Yeah, I have to clean up the warnings. What are your source files? How large are they? How much ram do you have? What is your underlying file system and I/O device? bsort is designed to perform very very well when swapping heavily, but qsort, a direct application of linux's underlying qsort function, performs very poorly when paging. j11e8 is designed for a very specific input, and deviation from that is "undefined" :-)

I may at some point make this code multithreaded - bsort is really I/O, not CPU, bound, and would benefit tremendously from having as many inflight threads as possible.

danielpol commented 7 years ago

I run this on output generated by gensort (100 bytes fixed binary records with 10 fixed binary key). ~10GB source files. I ended up using nsort trial version to do my testing.

harveywi commented 5 years ago

@danielpol, try turning on the "-v" verbose flag and seeing what happens with different values for the "-c" parameter. In my case, sorting a very small 10MB file of 128-bit numbers took over a minute, but I increased "-c" and achieved much better performance.
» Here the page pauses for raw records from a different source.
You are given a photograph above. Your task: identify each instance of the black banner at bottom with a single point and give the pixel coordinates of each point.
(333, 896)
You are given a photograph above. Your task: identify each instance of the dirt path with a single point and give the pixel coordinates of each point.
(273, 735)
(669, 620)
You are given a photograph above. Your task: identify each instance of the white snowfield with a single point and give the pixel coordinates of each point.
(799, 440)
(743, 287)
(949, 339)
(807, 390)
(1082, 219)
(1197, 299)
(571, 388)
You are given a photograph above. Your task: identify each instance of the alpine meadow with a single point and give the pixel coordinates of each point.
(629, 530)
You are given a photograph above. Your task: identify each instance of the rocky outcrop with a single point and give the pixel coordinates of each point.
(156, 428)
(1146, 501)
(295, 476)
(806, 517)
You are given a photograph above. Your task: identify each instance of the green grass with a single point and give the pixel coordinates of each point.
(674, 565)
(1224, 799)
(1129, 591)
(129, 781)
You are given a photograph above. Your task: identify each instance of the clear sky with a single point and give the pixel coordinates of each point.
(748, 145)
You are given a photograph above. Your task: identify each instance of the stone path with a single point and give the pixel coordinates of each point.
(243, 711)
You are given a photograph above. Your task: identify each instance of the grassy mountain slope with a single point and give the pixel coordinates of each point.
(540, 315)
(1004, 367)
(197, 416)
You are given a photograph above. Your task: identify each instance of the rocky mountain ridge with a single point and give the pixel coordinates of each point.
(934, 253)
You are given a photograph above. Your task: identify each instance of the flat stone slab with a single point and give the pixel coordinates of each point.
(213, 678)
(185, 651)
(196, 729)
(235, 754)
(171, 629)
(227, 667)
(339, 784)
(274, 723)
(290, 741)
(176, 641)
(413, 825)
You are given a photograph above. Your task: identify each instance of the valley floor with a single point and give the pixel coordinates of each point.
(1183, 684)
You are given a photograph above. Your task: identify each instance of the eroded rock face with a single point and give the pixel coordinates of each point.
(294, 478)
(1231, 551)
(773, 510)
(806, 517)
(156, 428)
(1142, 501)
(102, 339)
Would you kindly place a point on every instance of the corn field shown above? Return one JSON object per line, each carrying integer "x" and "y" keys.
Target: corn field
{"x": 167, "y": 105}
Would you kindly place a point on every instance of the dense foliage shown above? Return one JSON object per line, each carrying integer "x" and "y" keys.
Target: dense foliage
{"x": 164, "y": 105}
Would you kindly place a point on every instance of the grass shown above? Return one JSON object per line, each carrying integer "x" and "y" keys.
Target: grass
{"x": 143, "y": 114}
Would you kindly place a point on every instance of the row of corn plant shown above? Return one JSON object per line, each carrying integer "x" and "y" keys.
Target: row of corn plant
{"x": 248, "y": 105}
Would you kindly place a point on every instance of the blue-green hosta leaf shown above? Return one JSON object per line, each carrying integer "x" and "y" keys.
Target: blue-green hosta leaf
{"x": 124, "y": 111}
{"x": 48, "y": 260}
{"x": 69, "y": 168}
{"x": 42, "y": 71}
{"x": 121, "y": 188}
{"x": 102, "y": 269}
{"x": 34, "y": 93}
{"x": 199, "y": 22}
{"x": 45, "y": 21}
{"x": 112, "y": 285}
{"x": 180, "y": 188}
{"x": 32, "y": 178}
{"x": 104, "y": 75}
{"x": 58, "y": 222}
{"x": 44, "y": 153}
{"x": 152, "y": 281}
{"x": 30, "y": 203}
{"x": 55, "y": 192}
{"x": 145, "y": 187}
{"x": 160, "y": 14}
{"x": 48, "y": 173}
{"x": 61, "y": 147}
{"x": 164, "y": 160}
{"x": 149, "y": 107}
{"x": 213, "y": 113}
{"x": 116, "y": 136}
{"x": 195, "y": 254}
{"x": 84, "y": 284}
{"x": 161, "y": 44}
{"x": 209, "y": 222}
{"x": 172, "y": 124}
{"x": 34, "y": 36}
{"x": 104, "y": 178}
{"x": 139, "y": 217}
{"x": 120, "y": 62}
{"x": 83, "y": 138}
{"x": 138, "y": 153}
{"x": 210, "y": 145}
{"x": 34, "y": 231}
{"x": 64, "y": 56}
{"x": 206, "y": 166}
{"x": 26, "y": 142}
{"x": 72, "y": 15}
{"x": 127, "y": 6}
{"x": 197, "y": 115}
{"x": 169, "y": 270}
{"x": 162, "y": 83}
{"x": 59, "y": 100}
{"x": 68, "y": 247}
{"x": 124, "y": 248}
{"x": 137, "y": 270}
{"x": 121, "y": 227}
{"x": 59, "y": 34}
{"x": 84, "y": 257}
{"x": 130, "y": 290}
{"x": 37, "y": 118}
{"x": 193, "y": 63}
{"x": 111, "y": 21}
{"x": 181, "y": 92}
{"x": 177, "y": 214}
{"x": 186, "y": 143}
Some discussion about the effect of the various command line parameters would be a nice addition to the readme.

adamdeprince commented 5 years ago

Hi,

Improvements and bug fixes for this are long overdue. Gimmie a few days and I'll get this together.

On Jan 22, 2019, at 3:39 PM, William Harvey notifications@github.com wrote:

@danielpol https://github.com/danielpol, try turning on the "-v" verbose flag and seeing what happens with different values for the "-c" parameter. In my case, sorting a very small 10MB file of 128-bit numbers took over a minute, but I increased "-c" and achieved much better performance.

Some discussion about the effect of the various command line parameters would be a nice addition to the readme.